運用コストを下げるために

Posted by rhoboro on 2019-12-19

これは今年の初め頃に自社のKibelaに書いた記事の転載です。
社内では業種やロールに関係なく多くの方に見ていただきましたが、より多くの方に見ていただくのもいいかなと思いブログにも載せることにしました。


(立場関係なく読んでいただければ )

想像してください。

  1. 1枚のシートに必要事項を記入してボタンを1つ押すと自動で新規環境が作成されクライアントへの導入が完了
  2. マージボタンを押すだけでリリースが完了。ロールバックも簡単にできる。
  3. コマンド一つですぐ実行できる本番同等の環境が構築される
  4. 所定の場所のデータを置き換えて実行ボタンを押すだけでいつでも誰でも色んなデータで検証可能
  5. 不具合報告はほとんどあがってこない
  6. データの不正は受領時点で自動的に検出、報告が行われる

運用コストが低いということはこういうことです。
自分がいま関わっているプロジェクトはどこまでできているでしょうか?

運用コストの高いプロジェクトの特徴

逆に運用コストの高いプロジェクトは下記のような状況であることが多いです。

  • 受注すればするほど社内の負荷が上がる
  • 受注しても不具合が多く継続されないため、さらなる受注が必要になる
  • 不具合の調査、修正に多大な時間を必要とし、機能追加する余裕がない
  • 不具合修正がさらに不具合を生む
  • しんどい -> 人が抜ける -> さらにしんどくなる の負のループ
  • かかるコストが高いため、それに見合う利益を得られずプロジェクトは失敗と判断され終了。徒労感だけが残る。
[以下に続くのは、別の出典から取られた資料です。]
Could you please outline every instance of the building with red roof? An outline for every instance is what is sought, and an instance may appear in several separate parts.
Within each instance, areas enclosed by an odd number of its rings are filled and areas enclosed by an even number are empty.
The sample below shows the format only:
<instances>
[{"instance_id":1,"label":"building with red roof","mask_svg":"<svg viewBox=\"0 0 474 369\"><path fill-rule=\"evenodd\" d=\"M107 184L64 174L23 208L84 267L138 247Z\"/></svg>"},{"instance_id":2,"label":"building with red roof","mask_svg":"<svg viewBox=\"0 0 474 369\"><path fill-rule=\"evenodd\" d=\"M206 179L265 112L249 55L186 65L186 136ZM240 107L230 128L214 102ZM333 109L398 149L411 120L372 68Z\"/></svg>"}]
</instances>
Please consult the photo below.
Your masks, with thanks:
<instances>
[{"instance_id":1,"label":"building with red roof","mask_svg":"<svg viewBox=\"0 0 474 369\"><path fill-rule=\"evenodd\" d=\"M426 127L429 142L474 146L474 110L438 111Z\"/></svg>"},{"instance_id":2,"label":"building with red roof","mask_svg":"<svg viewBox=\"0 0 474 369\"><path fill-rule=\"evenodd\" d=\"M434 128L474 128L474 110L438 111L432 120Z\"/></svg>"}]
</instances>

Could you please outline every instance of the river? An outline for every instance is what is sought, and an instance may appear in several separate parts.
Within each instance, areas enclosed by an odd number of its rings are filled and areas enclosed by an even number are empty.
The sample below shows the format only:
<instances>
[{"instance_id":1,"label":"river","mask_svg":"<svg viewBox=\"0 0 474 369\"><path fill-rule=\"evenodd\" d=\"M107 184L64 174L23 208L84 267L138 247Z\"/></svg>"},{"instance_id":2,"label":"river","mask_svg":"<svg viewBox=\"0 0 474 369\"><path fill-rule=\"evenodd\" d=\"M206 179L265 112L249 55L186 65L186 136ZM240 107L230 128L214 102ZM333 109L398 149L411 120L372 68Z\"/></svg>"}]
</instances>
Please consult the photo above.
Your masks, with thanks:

自分がいま関わっているプロジェクトがこうなっていませんか?

運用コストは下げられる

運用コストが発生しないプロジェクトはありません。
そしてプロジェクトが動き続けている限り永遠に発生し続けるものです。

しかし、日々発生するこのコストは確実に下げることができます
それはほぼすべての作業が「繰り返される作業」だからです。
つまり、仕組みさえ作ってしまえば将来に渡り必要となるコストを10分の1にも100分の1にも減らすことができます。

運用コストを下げる理由は本当に集中すべきことに時間を使うためです。
不具合調査やその修正に時間を使うのは、時間とお金を浪費するだけで何も生み出しません。同じ時間を使うのであれば、より興味のある研究や自分が欲しい機能、ワクワクするプロダクトの開発に注力したほうがずっと生産的で利益を生み出し社会に影響を与え何より楽しいです。

仕組みを作るためにはスキルが必要です。
慣れていないうちは学習コストもかかります。苦痛も伴います。実践しない限りは絶対にこのスキルは身につきません。しかし、このスキルには絶大なリターンが個人にもチームにもプロジェクトにも会社にもあります
このスキルは、機械学習案件でもWebアプリ案件でもスマホアプリ案件でもどんな規模のプロジェクトでもどんな規模の会社でも応用できます。さらには、正しく身につけると運用コストどころか日々の生産性でさえも確実に向上させてくれるスキルです。それも自分だけでなく周りの生産性まで上げられます

まだまだこれからの小さな会社だからこそ本当に集中すべきこと以外に割く時間や労力を減らしたほうがいいのではないでしょうか?

必要なこととその理由

ここでは主に技術的な観点で運用コストを下げるために必要なこととそれがなぜ必要なのかを少しまとめてみました。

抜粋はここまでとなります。